What's it like to be married to a schizophrenic? Is it a flirtation with danger? Just when tireless efforts of the mental health advocacy movement seemed to be educating the public that chronic illness does not equate with menace—a hairpin turn. Michael Laudor's transformation last month from Yale Law graduate to murderer of his fianc饬 Caroline Costello, defied conventional reason. After all, Laudor was never before violent; not a substance abuser, was well educated and psychologically savvy, and above all he was used to having to ignore his hallucinations. He was one of the few with a great support system (including psychiatric care and religious counseling) and one of the rare to find honor from his illness (in a movie deal about his life story). All this going for him, and suddenly, sweet Caroline was being buried while he sat in jail.
Fine research not withstanding, it only takes one incident such as the Costello murder to indelibly influence people's thinking. Certainly the public can't feel much safer about chronic mental illness when hearing of a blood-soaked confused Laudor running off in Caroline's car. Judges considering the release of insanity acquittees (perhaps Laudor will one day be one) will increasingly wonder how fast and how far a person can deteriorate and reoffend even with no current sign of illness. Psychopharmacologists have to wonder, given the loss of effectiveness of the antipsychotics Laudor was taking (which preceded his noncompliance) whether the new age of miracle antipsychotic drugs has produced a class of treatments which work well for a while—and then don't. Advocates for the mentally ill have to wonder whether their movement expected too much of Laudor. The very illness for which he drew attention renders one less able to manage stress and demands. But behind the upset and upheaval, it is Laudor himself who will feel the most devastating impact of this tragedy.
They read the books.
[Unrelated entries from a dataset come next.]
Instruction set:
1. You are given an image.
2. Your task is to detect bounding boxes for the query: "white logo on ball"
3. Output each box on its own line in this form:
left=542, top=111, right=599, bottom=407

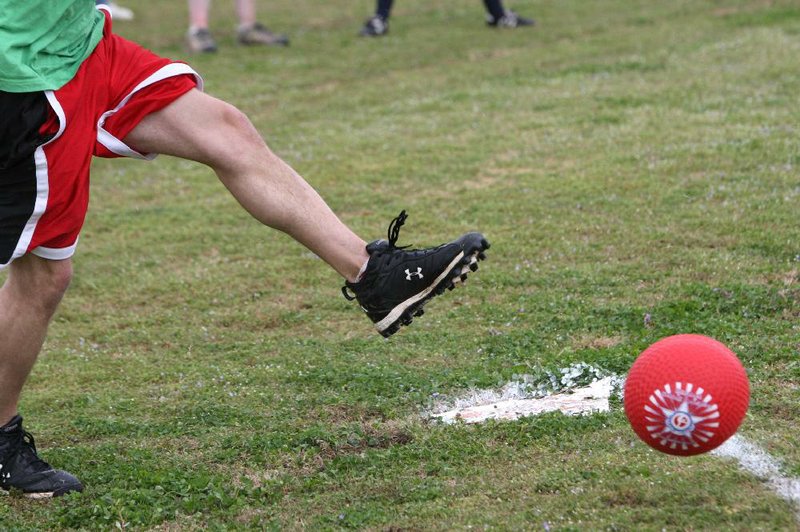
left=644, top=382, right=719, bottom=451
They know the score. The disease is incurable. They will never be everything they dreamed. Schizophrenia means having to adjust your expectations, as in the case of other disabling illnesses. Sometimes that's not so bad—if you're planning to move to Montana, live in solitude and raise horses, for example. But for many the oddness of the condition and the peculiarity with which it alienates one the rest of the world dooms the schizophrenic to isolation. This means few friends—or a romantic match often only with other mentally ill in a perversely forced inbreeding.
Even more ironic is the way schizophrenics, so presumably ill-equipped to deal with life challenges, can respond especially well to the emotional need of a mentally ill loved one. Who better understands the power of hallucinations than he who hallucinates? Clubhouses and other social arms of treatment facilities have spawned many a successful relationship.
Love cures many life wounds. It keeps more than a few people out of psychotherapy, and far more out of prison. Love undoubtedly caressed the scholastically gifted Laudor as he confronted, daily, fading ideas of an unfulfilled bright future. How tragic, therefore, for schizophrenics, still tentatively acknowledging their illness, to wonder whether their significant others need fear them. How disappointing that with the refreshed stigma, the schizophrenic will feel a renewed sense of unworthiness in securing and maintaining deep and emotionally rich relationships.
Nobody should ever have to suffer the burning question, "Who will love me as I am?" But those with schizophrenia who've shared their thoughts in my office since the Costello murder, even those never violent, talk of these deep insecurities. Laudor's unforeseen meltdown has even prompted some to wonder what their schizophrenia can make them do. These thoughts are the demons that feed the denial of illness that thwarts compliance with treatment that brings out the worst in the mentally afflicted.
Caroline Costello stood by Michael Laudor in sickness. She never bailed out; she loved him. And for years, she was rewarded in kind. For eccentricity and hallucinations do not rob the schizophrenic of the ability to feel or to love. And the sacrifice of loving a disabled person should never be equated with the selfless idiocy of continuing in an abusive or battery relationship. Caroline Costello found something special within someone who could have been abandoned as inscrutable. In death, she emerges as the role model here.